Mitch Hardy
- Full name: Mitchell Duncan Hardy
- Born: 15 June 1971 (age 54) Sydney, Australia
- Height: 6 ft 1 in (185 cm)
- Weight: 202 lb (92 kg)
- School: Ku-ring-gai High School

Rugby union career
- Position: Wing

Super Rugby
- Years: Team / Apps / (Points)
- 1996–00: ACT Brumbies

International career
- Years: Team / Apps / (Points)
- 1997–98: Australia / 8 / (10)

= Mitch Hardy =

Australian rugby union international

Mitchell Duncan Hardy (born 15 June 1971) is an Australian former rugby union international.

Hardy, born in Sydney, attended Ku-ring-gai High School and played in the local Shute Shield competition for Gordon. He competed in the Super 14 for the ACT Brumbies from 1996 to 2000, then left to play in France for CA Brive.

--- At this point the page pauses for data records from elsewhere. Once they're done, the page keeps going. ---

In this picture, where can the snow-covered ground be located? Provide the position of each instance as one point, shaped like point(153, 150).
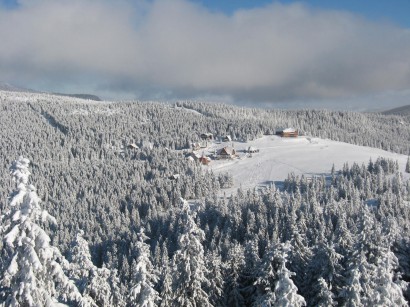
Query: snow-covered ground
point(280, 156)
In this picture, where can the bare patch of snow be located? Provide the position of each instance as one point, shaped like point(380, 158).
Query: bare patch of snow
point(277, 157)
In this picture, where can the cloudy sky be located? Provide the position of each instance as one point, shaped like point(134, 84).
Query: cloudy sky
point(319, 53)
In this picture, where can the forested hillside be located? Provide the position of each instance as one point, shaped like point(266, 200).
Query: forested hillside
point(126, 232)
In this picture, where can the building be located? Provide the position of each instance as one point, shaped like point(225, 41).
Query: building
point(226, 153)
point(205, 160)
point(252, 149)
point(207, 136)
point(132, 146)
point(226, 138)
point(288, 132)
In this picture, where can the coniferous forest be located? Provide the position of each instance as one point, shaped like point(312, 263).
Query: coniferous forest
point(87, 220)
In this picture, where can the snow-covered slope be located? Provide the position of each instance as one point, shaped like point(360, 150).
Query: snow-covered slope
point(304, 155)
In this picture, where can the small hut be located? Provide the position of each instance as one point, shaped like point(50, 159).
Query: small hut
point(288, 132)
point(226, 153)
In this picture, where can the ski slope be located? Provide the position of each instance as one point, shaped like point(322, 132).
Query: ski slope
point(280, 156)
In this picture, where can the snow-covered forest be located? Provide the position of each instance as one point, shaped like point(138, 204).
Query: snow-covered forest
point(88, 220)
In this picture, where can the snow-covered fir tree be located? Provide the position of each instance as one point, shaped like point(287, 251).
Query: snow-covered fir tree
point(189, 268)
point(32, 269)
point(142, 293)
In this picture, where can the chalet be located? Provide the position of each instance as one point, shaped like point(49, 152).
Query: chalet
point(252, 149)
point(226, 153)
point(288, 132)
point(204, 160)
point(195, 156)
point(207, 136)
point(195, 146)
point(226, 138)
point(174, 177)
point(132, 146)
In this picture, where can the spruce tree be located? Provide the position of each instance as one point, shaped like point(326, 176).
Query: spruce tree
point(32, 272)
point(189, 263)
point(144, 276)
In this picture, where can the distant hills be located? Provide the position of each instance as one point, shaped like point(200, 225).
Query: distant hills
point(81, 96)
point(404, 111)
point(4, 86)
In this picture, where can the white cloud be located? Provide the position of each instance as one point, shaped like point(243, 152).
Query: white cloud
point(180, 49)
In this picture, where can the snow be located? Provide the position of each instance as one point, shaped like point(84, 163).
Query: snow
point(280, 156)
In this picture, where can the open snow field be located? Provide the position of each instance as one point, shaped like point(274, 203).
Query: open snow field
point(280, 156)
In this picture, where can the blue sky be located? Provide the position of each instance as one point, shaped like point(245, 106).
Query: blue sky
point(393, 11)
point(339, 54)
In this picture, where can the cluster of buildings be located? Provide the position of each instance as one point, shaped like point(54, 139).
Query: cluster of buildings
point(227, 152)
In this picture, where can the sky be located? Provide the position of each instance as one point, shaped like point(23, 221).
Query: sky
point(292, 54)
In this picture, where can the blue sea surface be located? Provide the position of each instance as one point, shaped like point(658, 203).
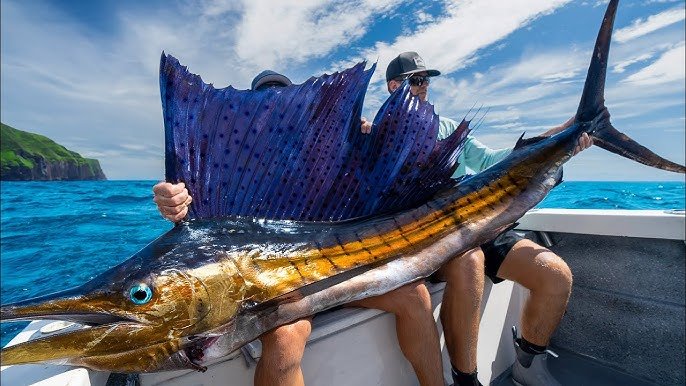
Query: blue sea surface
point(56, 235)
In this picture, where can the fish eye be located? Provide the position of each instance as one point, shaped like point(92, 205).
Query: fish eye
point(140, 293)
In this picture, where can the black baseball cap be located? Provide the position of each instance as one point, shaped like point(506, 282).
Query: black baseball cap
point(407, 63)
point(269, 76)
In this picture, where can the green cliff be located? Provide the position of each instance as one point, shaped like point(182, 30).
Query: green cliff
point(26, 157)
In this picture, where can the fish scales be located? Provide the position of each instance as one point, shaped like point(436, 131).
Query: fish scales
point(384, 214)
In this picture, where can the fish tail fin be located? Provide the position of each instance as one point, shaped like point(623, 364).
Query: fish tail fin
point(592, 105)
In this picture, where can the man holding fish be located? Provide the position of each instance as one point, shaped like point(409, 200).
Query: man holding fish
point(283, 347)
point(509, 256)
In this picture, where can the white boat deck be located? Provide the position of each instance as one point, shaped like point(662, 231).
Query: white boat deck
point(627, 317)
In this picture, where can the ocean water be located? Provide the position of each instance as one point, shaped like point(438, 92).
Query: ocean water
point(56, 235)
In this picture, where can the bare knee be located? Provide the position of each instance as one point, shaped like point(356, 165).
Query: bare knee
point(409, 300)
point(557, 278)
point(286, 344)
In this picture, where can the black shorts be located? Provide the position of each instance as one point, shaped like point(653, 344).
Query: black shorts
point(495, 252)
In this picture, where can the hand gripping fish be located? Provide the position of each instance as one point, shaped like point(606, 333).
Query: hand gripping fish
point(296, 212)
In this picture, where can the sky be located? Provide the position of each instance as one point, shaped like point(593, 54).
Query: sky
point(85, 73)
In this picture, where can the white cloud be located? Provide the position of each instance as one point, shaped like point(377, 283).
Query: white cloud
point(653, 23)
point(270, 33)
point(668, 68)
point(621, 66)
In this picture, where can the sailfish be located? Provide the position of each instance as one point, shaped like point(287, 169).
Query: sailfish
point(295, 212)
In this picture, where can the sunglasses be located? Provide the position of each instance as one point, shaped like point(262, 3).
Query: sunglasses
point(417, 80)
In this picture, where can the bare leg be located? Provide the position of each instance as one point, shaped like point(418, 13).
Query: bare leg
point(549, 281)
point(282, 351)
point(464, 276)
point(415, 327)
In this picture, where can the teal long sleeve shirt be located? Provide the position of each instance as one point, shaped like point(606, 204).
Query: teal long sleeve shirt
point(476, 156)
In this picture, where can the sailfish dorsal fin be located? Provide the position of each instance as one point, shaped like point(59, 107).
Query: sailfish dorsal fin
point(297, 152)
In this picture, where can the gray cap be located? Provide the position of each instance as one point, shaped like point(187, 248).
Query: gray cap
point(269, 76)
point(407, 63)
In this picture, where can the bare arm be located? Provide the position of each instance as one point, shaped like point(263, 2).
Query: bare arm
point(172, 200)
point(584, 141)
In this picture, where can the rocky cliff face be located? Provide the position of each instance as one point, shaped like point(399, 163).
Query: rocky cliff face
point(45, 170)
point(27, 156)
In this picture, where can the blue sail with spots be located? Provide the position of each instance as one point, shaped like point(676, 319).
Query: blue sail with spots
point(297, 152)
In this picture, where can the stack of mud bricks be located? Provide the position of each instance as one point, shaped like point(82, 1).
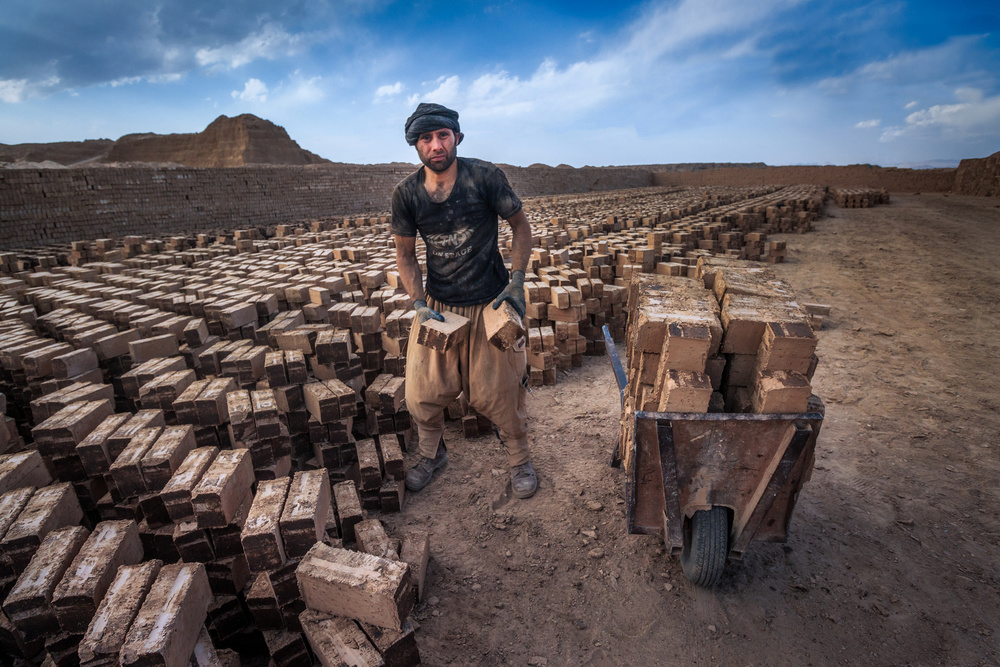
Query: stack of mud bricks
point(366, 624)
point(732, 340)
point(859, 197)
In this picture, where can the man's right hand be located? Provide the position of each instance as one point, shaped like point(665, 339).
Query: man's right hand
point(425, 312)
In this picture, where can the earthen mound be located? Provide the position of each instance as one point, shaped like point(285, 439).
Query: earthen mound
point(226, 142)
point(979, 176)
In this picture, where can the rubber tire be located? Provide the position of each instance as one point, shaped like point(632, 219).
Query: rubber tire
point(706, 546)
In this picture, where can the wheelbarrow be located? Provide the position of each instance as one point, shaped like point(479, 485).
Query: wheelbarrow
point(711, 483)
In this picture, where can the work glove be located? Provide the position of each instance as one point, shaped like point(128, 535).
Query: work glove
point(514, 293)
point(425, 312)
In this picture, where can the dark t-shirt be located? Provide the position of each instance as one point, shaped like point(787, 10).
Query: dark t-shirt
point(464, 266)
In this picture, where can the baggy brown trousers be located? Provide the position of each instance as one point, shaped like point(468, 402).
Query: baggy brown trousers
point(491, 379)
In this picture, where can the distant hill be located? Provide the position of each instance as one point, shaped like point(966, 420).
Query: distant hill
point(226, 142)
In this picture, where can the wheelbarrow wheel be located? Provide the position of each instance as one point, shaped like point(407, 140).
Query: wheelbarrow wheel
point(706, 546)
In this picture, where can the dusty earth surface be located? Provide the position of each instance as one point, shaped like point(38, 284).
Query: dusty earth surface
point(893, 553)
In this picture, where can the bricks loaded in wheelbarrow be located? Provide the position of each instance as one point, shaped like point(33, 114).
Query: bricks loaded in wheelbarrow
point(719, 424)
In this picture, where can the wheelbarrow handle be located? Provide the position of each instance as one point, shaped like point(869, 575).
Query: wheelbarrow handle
point(616, 363)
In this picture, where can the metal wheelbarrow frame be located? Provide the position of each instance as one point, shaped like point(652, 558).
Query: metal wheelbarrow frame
point(711, 483)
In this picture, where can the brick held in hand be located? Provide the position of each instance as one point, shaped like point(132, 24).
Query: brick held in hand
point(504, 327)
point(442, 336)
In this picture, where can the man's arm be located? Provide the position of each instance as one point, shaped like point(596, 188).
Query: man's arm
point(413, 279)
point(520, 250)
point(409, 268)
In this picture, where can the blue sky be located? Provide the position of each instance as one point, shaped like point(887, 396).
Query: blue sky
point(598, 83)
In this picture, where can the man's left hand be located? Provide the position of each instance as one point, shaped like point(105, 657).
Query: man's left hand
point(514, 293)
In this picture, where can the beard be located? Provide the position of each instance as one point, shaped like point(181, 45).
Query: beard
point(442, 166)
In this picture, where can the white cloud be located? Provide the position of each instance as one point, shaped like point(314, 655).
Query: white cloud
point(270, 42)
point(972, 114)
point(388, 90)
point(13, 91)
point(254, 90)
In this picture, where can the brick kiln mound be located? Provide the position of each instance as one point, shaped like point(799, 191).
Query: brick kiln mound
point(226, 142)
point(979, 176)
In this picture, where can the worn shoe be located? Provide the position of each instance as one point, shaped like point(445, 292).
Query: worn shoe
point(420, 475)
point(523, 481)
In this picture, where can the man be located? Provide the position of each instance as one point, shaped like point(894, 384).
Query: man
point(454, 204)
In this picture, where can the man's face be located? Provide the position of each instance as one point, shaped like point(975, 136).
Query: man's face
point(437, 149)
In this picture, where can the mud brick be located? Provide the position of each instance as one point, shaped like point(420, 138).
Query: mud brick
point(204, 653)
point(238, 315)
point(127, 467)
point(302, 340)
point(196, 332)
point(154, 511)
point(106, 633)
point(93, 450)
point(261, 535)
point(261, 602)
point(274, 369)
point(284, 584)
point(29, 603)
point(165, 456)
point(120, 439)
point(223, 488)
point(715, 369)
point(76, 598)
point(442, 336)
point(392, 395)
point(193, 543)
point(685, 391)
point(504, 327)
point(398, 647)
point(786, 346)
point(303, 519)
point(38, 363)
point(177, 492)
point(162, 391)
point(226, 540)
point(266, 414)
point(321, 402)
point(50, 508)
point(369, 465)
point(291, 399)
point(74, 363)
point(686, 346)
point(184, 407)
point(227, 576)
point(167, 626)
point(154, 347)
point(780, 392)
point(373, 539)
point(740, 370)
point(22, 469)
point(138, 376)
point(349, 511)
point(392, 457)
point(211, 405)
point(240, 408)
point(373, 389)
point(246, 365)
point(415, 551)
point(11, 505)
point(338, 641)
point(356, 585)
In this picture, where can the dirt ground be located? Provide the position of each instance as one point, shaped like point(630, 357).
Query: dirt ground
point(893, 553)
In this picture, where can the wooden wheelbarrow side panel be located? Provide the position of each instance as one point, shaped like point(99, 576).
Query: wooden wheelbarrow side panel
point(752, 464)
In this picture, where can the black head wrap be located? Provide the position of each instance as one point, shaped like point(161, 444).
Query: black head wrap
point(430, 117)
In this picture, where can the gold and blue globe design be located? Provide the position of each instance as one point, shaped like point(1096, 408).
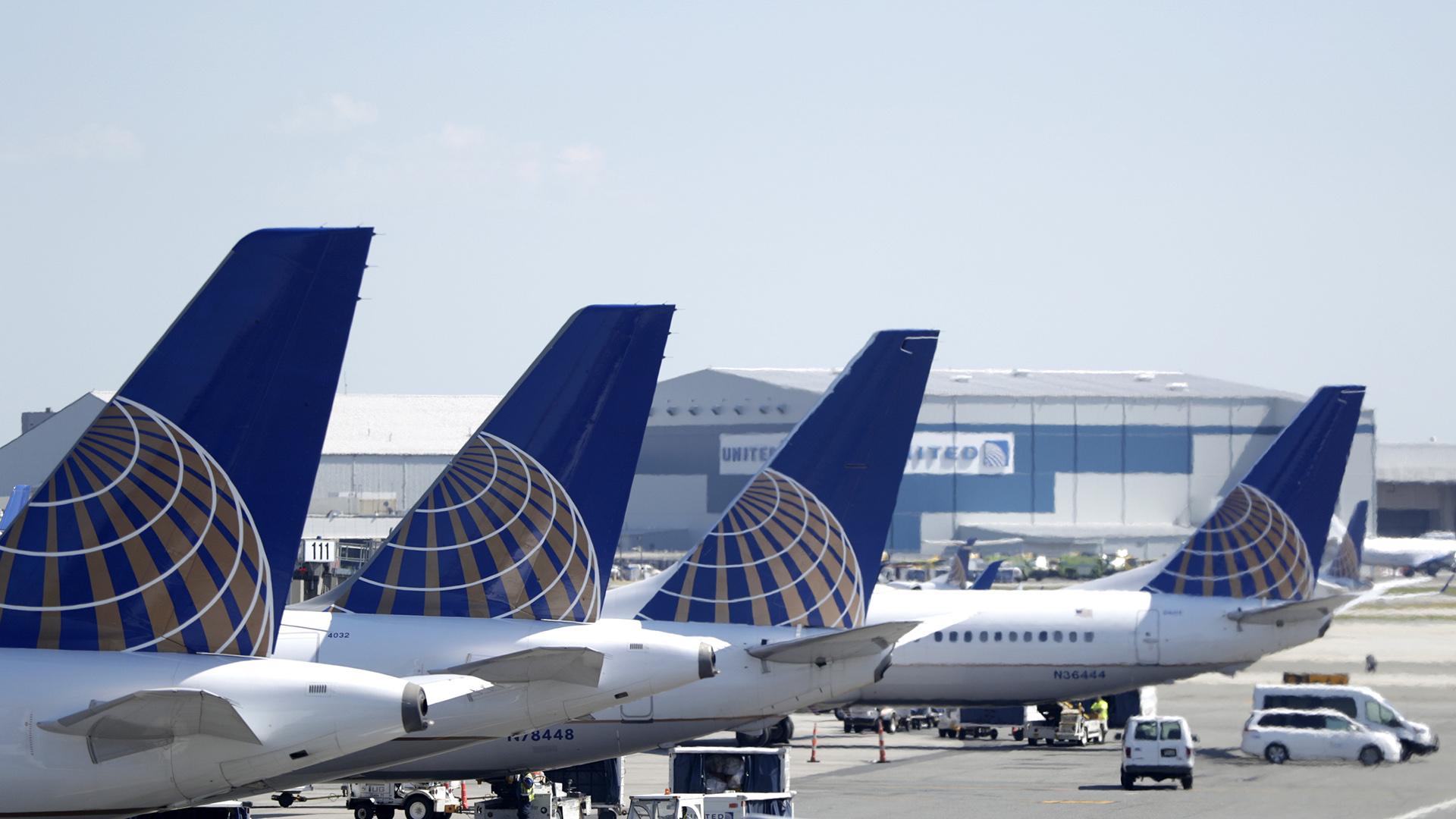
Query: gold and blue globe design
point(778, 557)
point(1248, 548)
point(495, 537)
point(140, 542)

A winger, Hardy represented Australia in eight Test matches across 1997 and 1998. On his debut match, against France in Sydney, he came on as a temporary substitute while Stephen Larkham was being treated and scored two tries, before returning to the bench. This made him the first Wallaby since Tim Lane in 1985 to score twice on debut.

Hardy is a former general manager of RugbyWA.